Fourth, and most precarious, are women like Rubka who have entered into relationships with men of different nationalities (Syrian, Egyptian or Sudanese) who are irregular migrants themselves and/or are unwilling to marry them. The children of such relationships often have ambiguous legal status if their father refuses to acknowledge them. The Ethiopian government requires documentation of paternity to register the child as Ethiopian, and requires the permission of the father in order to allow the child to travel out of Lebanon on laissez passer papers. For many such women, the only form of documentation of their child’s existence is a baptism certificate issued by the Ethiopian Orthodox Church in Lebanon.
The legal status of children is therefore contingent on the migration status of their parents.
Registering births
Migrants in Lebanon are at a disadvantage in registering their children with authorities. A survey by Insan Association found that while 0% of Lebanese children are not registered, 10% of children of documented migrants and 63% of children of undocumented migrants are not registered. Migrant workers who have children born in Lebanon and manage to keep them in the country (particularly those that are undocumented) have very few alternatives in terms of childcare since they have neither the family networks nor the resources to arrange for their care needs. Migrant mothers in Lebanon usually cannot afford better quality childcare services given their low salaries. Further, as the Insan survey showed, 56.7% of children of documented migrants and 55.2% of children of undocumented migrants do not attend school. This stands in contrast to Lebanese children, (100%) of whom are reported to be attending school.
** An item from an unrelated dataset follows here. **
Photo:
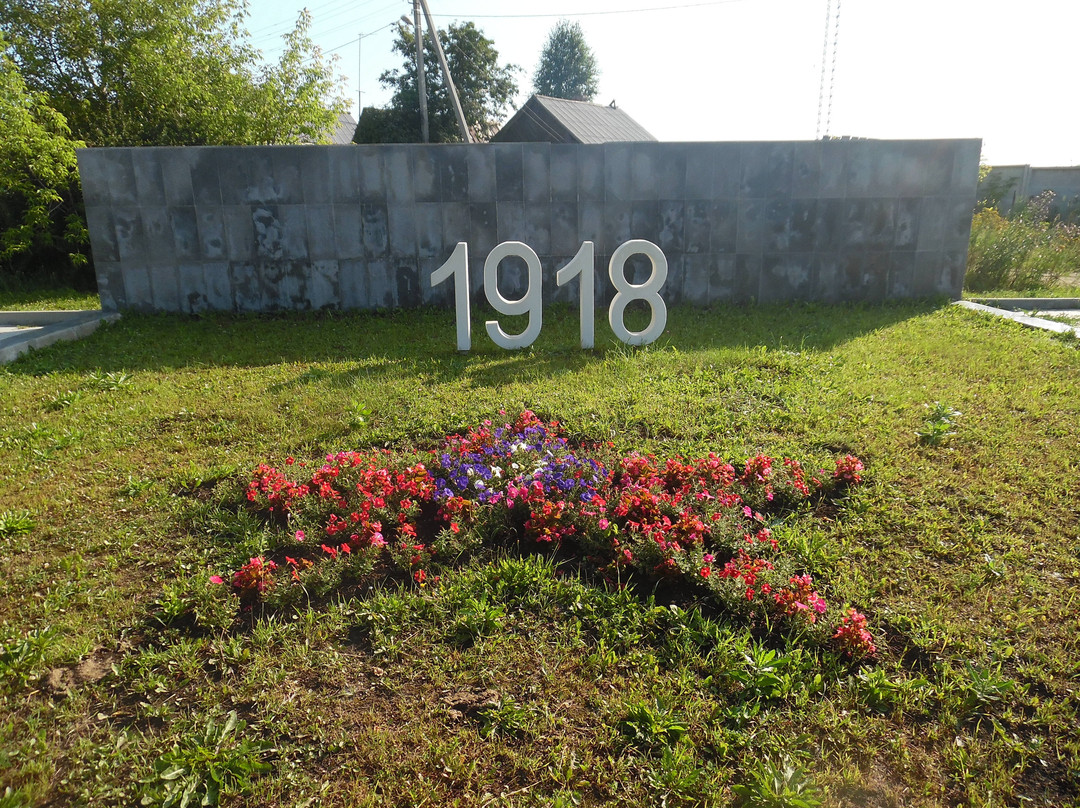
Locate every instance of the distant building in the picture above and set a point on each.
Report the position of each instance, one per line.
(543, 119)
(1010, 185)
In 2014, in a covert attempt to control what was seen as a burgeoning problem, the GDGS began obstructing the renewal of residence permits of children of migrant workers. Although GDGS did not make public any policy directive regarding non-renewal, civil society organizations noticed that this was systematically happening even when both parents were regular migrants working in Lebanon and had not had previous problems registering their children. Further, in October, 2014 GDGS also attempted to disallow any relationships engaged in by MDWS by requiring employers to ensure that no migrant worker under their sponsorship marries any person whether foreign or Lebanese while on Lebanese territories (GDGS Public Notice No. 1778 dated 10/10/2014). The Ministry of Justice overturned this latter directive in July 2015 due to lobbying pressure from civil society stakeholders and the media.
Although the advocacy of Lebanese civil society actors prevented the deterioration of the already precarious situation of migrant mothers and their children in Lebanon, the situation continues to violate the rights of migrant children under the Child Rights Convention (which Lebanon has ratified), many of whom are, in effect, stateless, and without access to education. Migrant women workers and their children are thus the victims of racist and gender biased immigration rules, forced into informal and dangerous survival strategies and deeper marginality.
*All names have been changed in this article to protect anonymity.
This article is based on research conducted by the author with Ethiopian women migrant workers in Lebanon between June and September 2016.
The research was presented at 'Families on the Move', a conference on migration, gender and family relations, co-organized by UN Women and New York University, School of Professional Studies, Center for Global Affairs, to inform UN Women’s upcoming flagship report Progress of the World’s Women: ‘Families in a Changing World’.